Questions regarding low-dose lung CT report?
Dear Director,
Recently, a low-dose lung CT report indicated a suspicious pneumonia-related mass measuring over 2 cm.
Upon follow-up with another low-dose lung CT two months later, it was found that the original mass had nearly resolved.
The physician advised a follow-up appointment in one year.
However, upon reviewing the radiologist's report on the health insurance app, I noticed the mention of "endobronchial nodules," which was not addressed by the pulmonologist.
I have the following questions:
1.
Are the "endobronchial nodules" related to the previous pneumonia lesion? Is it common for bronchial inflammation to lead to the formation of nodules?
2.
Why was the size of the endobronchial nodules not mentioned in this low-dose lung CT report?
3.
I am having difficulty finding information on endobronchial nodules.
Should I schedule an immediate follow-up appointment?
Thank you for your response! Below is the original report from the low-dose lung CT:
Low Dose Lung CT: performed WITHOUT intravenous contrast enhancement.
FINDINGS:
LUNG PARENCHYMA, AIRWAY:
* Endobronchial nodules, subpleural nodules with perifocal faint ground-glass opacity of the right middle lobe lung (RML) (SE:4;IM:80), rule out post-inflammatory change, advise follow-up
* Subsegmental atelectasis of the right middle lobe lung (RML) and left upper lobe lung (LUL) lingular segment (SE:4;IM:70,90)

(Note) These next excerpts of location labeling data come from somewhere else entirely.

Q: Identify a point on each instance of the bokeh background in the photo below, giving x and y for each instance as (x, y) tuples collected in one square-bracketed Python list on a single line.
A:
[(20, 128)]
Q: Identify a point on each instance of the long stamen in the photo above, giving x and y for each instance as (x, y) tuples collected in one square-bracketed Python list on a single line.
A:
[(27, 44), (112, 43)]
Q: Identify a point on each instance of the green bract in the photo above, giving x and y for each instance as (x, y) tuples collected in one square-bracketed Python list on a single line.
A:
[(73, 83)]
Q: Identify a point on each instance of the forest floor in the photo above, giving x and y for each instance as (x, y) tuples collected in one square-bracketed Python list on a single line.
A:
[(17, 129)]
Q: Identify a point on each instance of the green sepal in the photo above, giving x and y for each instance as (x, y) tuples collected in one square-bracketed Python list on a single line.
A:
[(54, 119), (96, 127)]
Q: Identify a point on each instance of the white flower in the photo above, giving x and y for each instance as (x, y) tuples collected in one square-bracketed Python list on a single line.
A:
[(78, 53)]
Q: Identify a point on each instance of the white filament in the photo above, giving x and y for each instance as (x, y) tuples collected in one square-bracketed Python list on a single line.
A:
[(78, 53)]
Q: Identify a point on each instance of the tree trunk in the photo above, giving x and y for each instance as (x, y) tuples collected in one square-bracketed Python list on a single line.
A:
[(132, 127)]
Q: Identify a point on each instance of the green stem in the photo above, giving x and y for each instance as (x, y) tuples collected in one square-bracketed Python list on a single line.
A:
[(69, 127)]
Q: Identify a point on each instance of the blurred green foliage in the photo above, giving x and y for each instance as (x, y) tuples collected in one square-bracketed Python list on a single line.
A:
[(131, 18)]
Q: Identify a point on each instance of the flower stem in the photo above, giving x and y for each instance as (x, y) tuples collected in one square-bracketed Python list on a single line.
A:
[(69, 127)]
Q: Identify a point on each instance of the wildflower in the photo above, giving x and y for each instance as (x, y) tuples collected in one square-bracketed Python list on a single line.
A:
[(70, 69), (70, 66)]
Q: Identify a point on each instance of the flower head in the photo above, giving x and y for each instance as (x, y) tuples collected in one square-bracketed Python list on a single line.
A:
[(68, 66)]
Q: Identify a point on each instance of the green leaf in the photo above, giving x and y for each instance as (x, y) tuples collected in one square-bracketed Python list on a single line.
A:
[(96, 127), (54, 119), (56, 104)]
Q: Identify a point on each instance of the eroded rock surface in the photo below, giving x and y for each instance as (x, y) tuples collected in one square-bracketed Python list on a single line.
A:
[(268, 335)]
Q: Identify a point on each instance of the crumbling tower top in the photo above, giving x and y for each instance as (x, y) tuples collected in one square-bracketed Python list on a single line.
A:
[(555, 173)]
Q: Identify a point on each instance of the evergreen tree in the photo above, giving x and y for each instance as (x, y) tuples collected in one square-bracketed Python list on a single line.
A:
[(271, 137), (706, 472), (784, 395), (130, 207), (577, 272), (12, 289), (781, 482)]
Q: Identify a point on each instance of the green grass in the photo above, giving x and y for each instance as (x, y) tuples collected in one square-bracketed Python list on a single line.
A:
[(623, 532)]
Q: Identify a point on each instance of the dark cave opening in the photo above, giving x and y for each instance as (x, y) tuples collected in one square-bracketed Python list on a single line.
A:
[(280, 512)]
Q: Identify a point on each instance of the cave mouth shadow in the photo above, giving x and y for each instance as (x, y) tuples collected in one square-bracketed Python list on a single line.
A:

PLEURA, PLEURAL SPACE, CHEST WALL: n.p.
MEDIASTINUM: n.p.
LYMPH NODES: n.p.
OTHERS: n.p.
Impression:
* Endobronchial nodules, subpleural nodules with perifocal faint ground-glass opacity of the right middle lobe lung (RML) (SE:4;IM:80), rule out post-inflammatory change, advise follow-up
* Subsegmental atelectasis of the right middle lobe lung (RML) and left upper lobe lung (LUL) lingular segment (SE:4;IM:70,90)
HHH, 40~49 year old female. Ask Date: 2024/05/25
Dr. Yang Wenda reply Pulmonology
Hello: The size of the bronchial nodules was not mentioned, and it is uncertain whether the scanning angle may have caused artifacts.
It would be best to discuss this further with the attending physician, ideally waiting at least two months since the last outpatient visit to better assess any changes in the imaging.
Reply Date: 2024/05/25
More Info
Understanding the findings from a low-dose lung CT scan, particularly regarding endobronchial nodules, can be quite complex and often raises several questions for patients. Based on your report, let’s address your concerns systematically.
1. Relation of Endobronchial Nodules to Previous Pneumonia: Endobronchial nodules can indeed be related to previous inflammatory processes, such as pneumonia. When the lungs are inflamed, as seen in pneumonia, it can lead to the formation of nodules due to the accumulation of inflammatory cells or scarring. These nodules may represent residual changes from the pneumonia or new developments that require further evaluation. It’s not uncommon for inflammation to lead to the appearance of nodules, and your physician's note about ruling out post-inflammatory changes suggests that they are considering this possibility.
2. Lack of Size Specification for Endobronchial Nodules: The absence of size specifications for the endobronchial nodules in the report could be due to several factors. Radiologists sometimes focus on the presence of nodules rather than their exact measurements, especially if the nodules are small or if the clinical context suggests that they are not of immediate concern. Additionally, the imaging technique and the quality of the scan can affect the ability to accurately measure smaller nodules. If the nodules are small and not causing any significant clinical symptoms, the radiologist may have deemed it unnecessary to specify their size.
3. Need for Immediate Follow-Up: Whether you need to return to your physician immediately depends on your symptoms and the overall clinical picture. If you are experiencing new or worsening symptoms, such as persistent cough, shortness of breath, or chest pain, it would be prudent to seek medical attention sooner rather than later. However, if you are asymptomatic and your physician has advised follow-up in a year, it may be acceptable to wait for that scheduled appointment. It’s essential to maintain open communication with your healthcare provider about any concerns you have.
In summary, endobronchial nodules can be a common finding in the context of previous lung infections, and while they warrant monitoring, they do not always indicate a severe underlying issue. The recommendation for follow-up suggests that your healthcare team is taking a cautious approach to ensure that any changes in your lung health are appropriately managed. If you have further concerns or if anything changes in your health status, do not hesitate to reach out to your healthcare provider for clarification and guidance. Regular follow-ups and monitoring are crucial in managing lung health, especially after experiencing pneumonia or other respiratory issues.